Ленка, когда была совсем мелкая, любила влезать на подоконник и сидеть там, как на насесте, уцепившись пальцами за облупленный край. Комарова дразнила ее за это курицей, а Ленка кривлялась и показывала язык.
– Ба, ну какой комиссар-то был? – Ленка уже вся извертелась на своем насесте. – Звезда у него была красная? И конь был?
– Да отвяжись ты от нее… – цыкнула Комарова. – Репейник…
– Ну ба-а… – не обращая внимания на старшую сестру, противным голосом ныла Ленка. – Ну расскажи про комиссара!
Комарова ухватила Ленку за подол и потянула вниз; взвизгнув, Ленка съехала на пол, ушиблась и заревела. Бабка ткнула папиросу в пустую банку из-под майонеза, служившую пепельницей, заохала, стала поднимать Ленку с пола, но та ревела, терла глаза грязными кулаками и отпихивала бабкины дрожащие руки.
– Дура! Дура Катька!
Комарова не отвечала; отбежав на середину комнаты, молчала, крепко сжав губы и глядя исподлобья. Бабка наконец подняла Ленку, отряхнула, повертела – не ушиблась ли? – и посмотрела на Комарову с укором – глаза у нее сильно слезились, и казалось, что она все время плачет.
– Ну что ж ты, Катя? Это же твоя сестра.
– Моя сестра – вот что хочу с ней, то и делаю! – зло ответила Комарова и почувствовала, что в горле встал противный липкий ком. – Чего она?..
– А ты чего?! – выкрикнула Ленка. – Дура!

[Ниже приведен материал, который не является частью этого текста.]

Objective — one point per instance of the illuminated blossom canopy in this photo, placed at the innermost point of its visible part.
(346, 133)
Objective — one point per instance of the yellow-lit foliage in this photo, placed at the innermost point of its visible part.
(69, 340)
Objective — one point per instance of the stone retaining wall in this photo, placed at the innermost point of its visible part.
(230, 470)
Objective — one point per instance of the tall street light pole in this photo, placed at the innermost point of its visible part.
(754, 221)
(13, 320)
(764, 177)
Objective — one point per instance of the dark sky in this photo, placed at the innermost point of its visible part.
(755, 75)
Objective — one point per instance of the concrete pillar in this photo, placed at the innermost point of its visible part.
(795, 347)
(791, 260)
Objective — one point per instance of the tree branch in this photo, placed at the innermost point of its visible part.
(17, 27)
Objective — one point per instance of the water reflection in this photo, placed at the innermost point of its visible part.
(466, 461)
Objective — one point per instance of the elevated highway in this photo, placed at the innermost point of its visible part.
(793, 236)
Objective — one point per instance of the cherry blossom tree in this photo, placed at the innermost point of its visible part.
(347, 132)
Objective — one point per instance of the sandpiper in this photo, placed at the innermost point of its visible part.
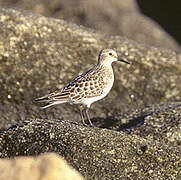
(87, 88)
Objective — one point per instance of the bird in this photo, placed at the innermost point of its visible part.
(88, 87)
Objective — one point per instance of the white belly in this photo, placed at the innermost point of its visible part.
(106, 90)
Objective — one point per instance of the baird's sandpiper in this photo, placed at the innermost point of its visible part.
(87, 88)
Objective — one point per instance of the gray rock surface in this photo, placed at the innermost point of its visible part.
(45, 167)
(39, 55)
(112, 17)
(152, 150)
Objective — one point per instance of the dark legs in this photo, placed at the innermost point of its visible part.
(86, 110)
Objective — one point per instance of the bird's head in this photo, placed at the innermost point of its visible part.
(107, 56)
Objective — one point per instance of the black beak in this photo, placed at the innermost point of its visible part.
(122, 60)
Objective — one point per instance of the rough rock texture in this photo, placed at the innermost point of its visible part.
(38, 55)
(44, 167)
(152, 150)
(113, 17)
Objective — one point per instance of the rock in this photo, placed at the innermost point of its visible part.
(48, 166)
(114, 17)
(151, 150)
(39, 55)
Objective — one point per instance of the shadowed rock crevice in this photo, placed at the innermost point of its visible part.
(39, 55)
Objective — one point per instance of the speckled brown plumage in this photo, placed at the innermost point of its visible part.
(87, 88)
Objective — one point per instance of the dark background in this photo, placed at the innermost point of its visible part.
(166, 13)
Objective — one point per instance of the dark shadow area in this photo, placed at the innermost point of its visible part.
(113, 121)
(165, 13)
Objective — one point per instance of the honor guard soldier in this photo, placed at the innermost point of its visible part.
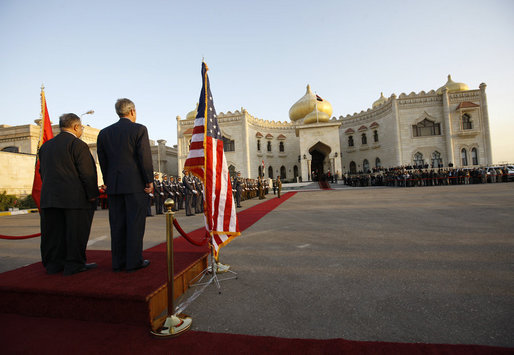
(166, 189)
(158, 193)
(189, 192)
(199, 195)
(260, 186)
(279, 186)
(173, 193)
(238, 185)
(180, 191)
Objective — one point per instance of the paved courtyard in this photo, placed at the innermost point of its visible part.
(431, 264)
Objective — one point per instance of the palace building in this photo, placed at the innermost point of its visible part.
(440, 128)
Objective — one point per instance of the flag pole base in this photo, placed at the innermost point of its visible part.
(174, 326)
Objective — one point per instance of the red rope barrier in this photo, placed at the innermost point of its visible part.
(188, 238)
(12, 237)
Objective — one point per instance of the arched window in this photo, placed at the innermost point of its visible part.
(426, 128)
(282, 172)
(466, 122)
(353, 167)
(365, 165)
(11, 149)
(437, 162)
(474, 156)
(232, 171)
(464, 156)
(228, 145)
(418, 159)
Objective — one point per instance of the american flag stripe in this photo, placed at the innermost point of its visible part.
(206, 159)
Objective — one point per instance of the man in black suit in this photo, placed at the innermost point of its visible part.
(126, 163)
(68, 199)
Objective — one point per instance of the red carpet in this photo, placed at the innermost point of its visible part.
(63, 336)
(99, 294)
(324, 185)
(121, 297)
(246, 218)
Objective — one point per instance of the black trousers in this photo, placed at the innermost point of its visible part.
(64, 237)
(127, 218)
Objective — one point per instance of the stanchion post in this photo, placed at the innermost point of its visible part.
(174, 324)
(170, 215)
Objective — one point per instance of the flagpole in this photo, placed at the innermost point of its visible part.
(316, 101)
(173, 325)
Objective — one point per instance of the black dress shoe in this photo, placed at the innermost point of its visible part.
(144, 264)
(86, 267)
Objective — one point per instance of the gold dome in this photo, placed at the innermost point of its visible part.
(192, 115)
(314, 117)
(307, 104)
(452, 86)
(380, 100)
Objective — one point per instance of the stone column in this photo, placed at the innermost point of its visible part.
(486, 133)
(448, 128)
(246, 146)
(397, 134)
(161, 154)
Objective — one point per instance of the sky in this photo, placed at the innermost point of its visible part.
(261, 56)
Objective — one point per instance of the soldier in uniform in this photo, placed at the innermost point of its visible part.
(176, 194)
(279, 186)
(199, 195)
(166, 189)
(158, 193)
(238, 186)
(188, 192)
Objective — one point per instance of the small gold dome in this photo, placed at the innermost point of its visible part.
(307, 104)
(452, 86)
(314, 117)
(192, 115)
(380, 100)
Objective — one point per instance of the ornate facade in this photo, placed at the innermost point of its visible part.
(449, 126)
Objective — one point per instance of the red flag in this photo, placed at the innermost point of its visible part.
(44, 135)
(206, 160)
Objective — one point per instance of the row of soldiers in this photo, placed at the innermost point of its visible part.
(186, 192)
(421, 177)
(245, 188)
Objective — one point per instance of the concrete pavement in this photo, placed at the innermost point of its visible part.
(428, 264)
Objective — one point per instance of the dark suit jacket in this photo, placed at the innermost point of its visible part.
(68, 173)
(125, 157)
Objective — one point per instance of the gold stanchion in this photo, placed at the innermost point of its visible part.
(174, 324)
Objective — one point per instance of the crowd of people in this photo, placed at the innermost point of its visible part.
(408, 176)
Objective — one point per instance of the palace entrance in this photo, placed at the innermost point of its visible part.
(319, 164)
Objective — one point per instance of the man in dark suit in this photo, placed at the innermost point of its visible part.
(68, 199)
(159, 198)
(190, 191)
(126, 163)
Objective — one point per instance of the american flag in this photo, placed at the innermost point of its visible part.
(207, 161)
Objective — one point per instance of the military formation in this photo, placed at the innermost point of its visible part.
(411, 177)
(186, 193)
(246, 189)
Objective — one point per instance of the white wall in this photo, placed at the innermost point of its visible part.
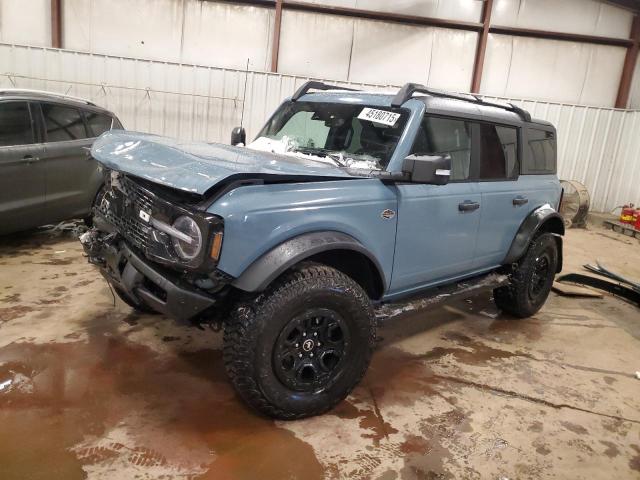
(347, 49)
(634, 99)
(463, 10)
(189, 31)
(586, 17)
(599, 147)
(25, 21)
(552, 70)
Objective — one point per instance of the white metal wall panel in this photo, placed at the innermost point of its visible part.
(315, 45)
(138, 28)
(552, 70)
(463, 10)
(587, 17)
(25, 21)
(634, 97)
(226, 34)
(390, 53)
(599, 147)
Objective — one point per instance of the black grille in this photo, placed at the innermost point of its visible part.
(122, 209)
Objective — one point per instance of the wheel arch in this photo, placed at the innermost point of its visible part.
(334, 249)
(544, 219)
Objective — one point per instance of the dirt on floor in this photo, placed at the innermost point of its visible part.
(90, 389)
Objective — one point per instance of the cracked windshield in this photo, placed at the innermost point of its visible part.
(352, 136)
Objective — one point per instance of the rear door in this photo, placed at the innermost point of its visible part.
(505, 198)
(22, 174)
(437, 225)
(71, 172)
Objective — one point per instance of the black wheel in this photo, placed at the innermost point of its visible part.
(531, 280)
(299, 348)
(134, 303)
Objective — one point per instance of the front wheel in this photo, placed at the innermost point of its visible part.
(531, 279)
(299, 348)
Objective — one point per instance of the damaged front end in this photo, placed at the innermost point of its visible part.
(158, 249)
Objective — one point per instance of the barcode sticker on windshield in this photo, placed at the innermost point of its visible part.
(379, 116)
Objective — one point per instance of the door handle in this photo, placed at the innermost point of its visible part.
(468, 206)
(30, 158)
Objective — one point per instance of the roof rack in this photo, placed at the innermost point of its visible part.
(317, 86)
(407, 91)
(48, 94)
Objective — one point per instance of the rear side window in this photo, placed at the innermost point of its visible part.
(63, 123)
(541, 158)
(15, 124)
(498, 152)
(440, 136)
(98, 123)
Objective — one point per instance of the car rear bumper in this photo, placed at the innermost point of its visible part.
(141, 281)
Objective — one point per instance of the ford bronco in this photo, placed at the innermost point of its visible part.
(345, 202)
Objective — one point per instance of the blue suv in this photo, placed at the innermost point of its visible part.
(345, 203)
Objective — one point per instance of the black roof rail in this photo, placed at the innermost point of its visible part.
(407, 91)
(314, 85)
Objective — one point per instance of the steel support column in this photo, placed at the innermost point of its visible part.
(56, 23)
(629, 65)
(275, 47)
(478, 64)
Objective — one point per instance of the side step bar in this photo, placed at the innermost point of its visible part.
(440, 295)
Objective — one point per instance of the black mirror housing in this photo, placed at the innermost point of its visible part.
(433, 170)
(238, 135)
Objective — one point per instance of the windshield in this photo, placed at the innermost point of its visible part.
(354, 136)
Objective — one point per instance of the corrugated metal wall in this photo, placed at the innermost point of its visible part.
(599, 147)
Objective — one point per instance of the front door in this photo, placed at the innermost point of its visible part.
(71, 171)
(437, 225)
(22, 174)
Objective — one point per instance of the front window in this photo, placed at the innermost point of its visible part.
(353, 136)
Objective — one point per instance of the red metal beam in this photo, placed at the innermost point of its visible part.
(275, 48)
(478, 64)
(630, 60)
(56, 23)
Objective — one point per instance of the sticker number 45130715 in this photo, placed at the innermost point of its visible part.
(379, 116)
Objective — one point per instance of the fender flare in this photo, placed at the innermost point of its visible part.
(543, 215)
(273, 263)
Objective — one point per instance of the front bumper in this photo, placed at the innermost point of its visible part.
(142, 281)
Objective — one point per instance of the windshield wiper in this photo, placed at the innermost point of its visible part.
(321, 152)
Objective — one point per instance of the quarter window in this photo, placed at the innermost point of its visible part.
(542, 152)
(63, 123)
(498, 152)
(97, 123)
(15, 124)
(441, 136)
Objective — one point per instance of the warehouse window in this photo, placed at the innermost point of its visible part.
(498, 152)
(63, 123)
(542, 152)
(441, 136)
(15, 124)
(97, 123)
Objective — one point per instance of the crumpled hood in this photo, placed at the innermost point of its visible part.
(197, 166)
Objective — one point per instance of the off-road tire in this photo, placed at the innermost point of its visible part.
(518, 297)
(255, 328)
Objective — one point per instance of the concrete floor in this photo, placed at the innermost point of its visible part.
(92, 390)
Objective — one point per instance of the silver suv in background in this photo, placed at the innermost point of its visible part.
(47, 173)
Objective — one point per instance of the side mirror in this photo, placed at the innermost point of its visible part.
(238, 135)
(434, 170)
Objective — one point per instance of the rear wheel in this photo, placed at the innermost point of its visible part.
(299, 349)
(531, 279)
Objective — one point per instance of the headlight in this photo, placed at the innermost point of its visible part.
(187, 250)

– Сама дура! Комиссара тебе нужно! – Комарова подскочила к Ленке и попыталась ударить, но бабка успела ее вовремя поймать, и Ленка, извернувшись, плюнула Комаровой в лицо.
– Да что же это вы… – причитала бабка. – Сестры, а живете как кошка с собакой. Кошка с собакой лучше живут, чем вы…
Она еще долго что-то говорила им, когда обе уже успокоились и забрались к ней на кровать, гладила дрожащими руками их спутанные, выгоревшие на солнце волосы.
– Не дети, а сволочи. Не стыдно вам?
Комарова сердито передернула плечами и глянула на Ленку: та сидела, прижавшись к бабке, глядела в пол и болтала в воздухе не достающими до пола ногами.
– Пигалица мелкая, – сказала Комарова. – Возьмет тебя комиссар, как же…
– Тебя никто не возьмет, – ответила Ленка тихо. – Нужна ты кому, собака…
– Это я-то – собака?
– Ты-то, ты-то – собака!
Комарова хотела ответить, но сдержалась и отвернулась: Ленку все равно не переспоришь, если она взялась кривляться и талдычить одно и то же.
Бабка потянулась к столу за пачкой, чтобы взять себе новую беломорину.
– Ну, ба,
расскажи про комиссара! – снова заладила Ленка, поняв, что старшая сестра
больше не собирается препираться. – Ну какой он был?
– Да я плохо его помню, доченька. Усы у него были большие… усы помню и форму с орденами.
– А коня? Конь был? – не отставала Ленка.
– Конь был, – согласилась бабка.
– А сабля?
– Да ну вас! – Комарова скинула с макушки бабкину руку, спрыгнула с кровати и побежала вон из комнаты.
Потом они с Ленкой сидели на крыльце, щурясь на заходящее солнце, и Ленка притащила откуда-то лимон, располовинила и посыпала сахаром.
– Ну чё ты, Кать? Чё ты такая злая?
– Никакая я не злая! – Комарова надкусила лимон и поморщилась: он был такой кислый, что сводило зубы.
– Злая! – Ленка тоже надкусила лимон, испугалась его кислоты, сплюнула и наклонилась вниз, высматривая на земле свой плевок.
– Смотри, свалишься.
– Не свалюсь.
Она еще сильнее нагнулась, и Комарова в последний момент успела схватить ее за рукав.
– Чего тебе все неймется?
– У бабки жизнь была… – задумчиво ответила Ленка и сплюнула еще раз – уже нарочно.
– Не плюйся.
– А чё?
– Ничё. Достала.
Комарова наклонилась, придерживаясь рукой за перила, и тоже плюнула вниз. В надвигавшихся сумерках не было видно, куда упал плевок.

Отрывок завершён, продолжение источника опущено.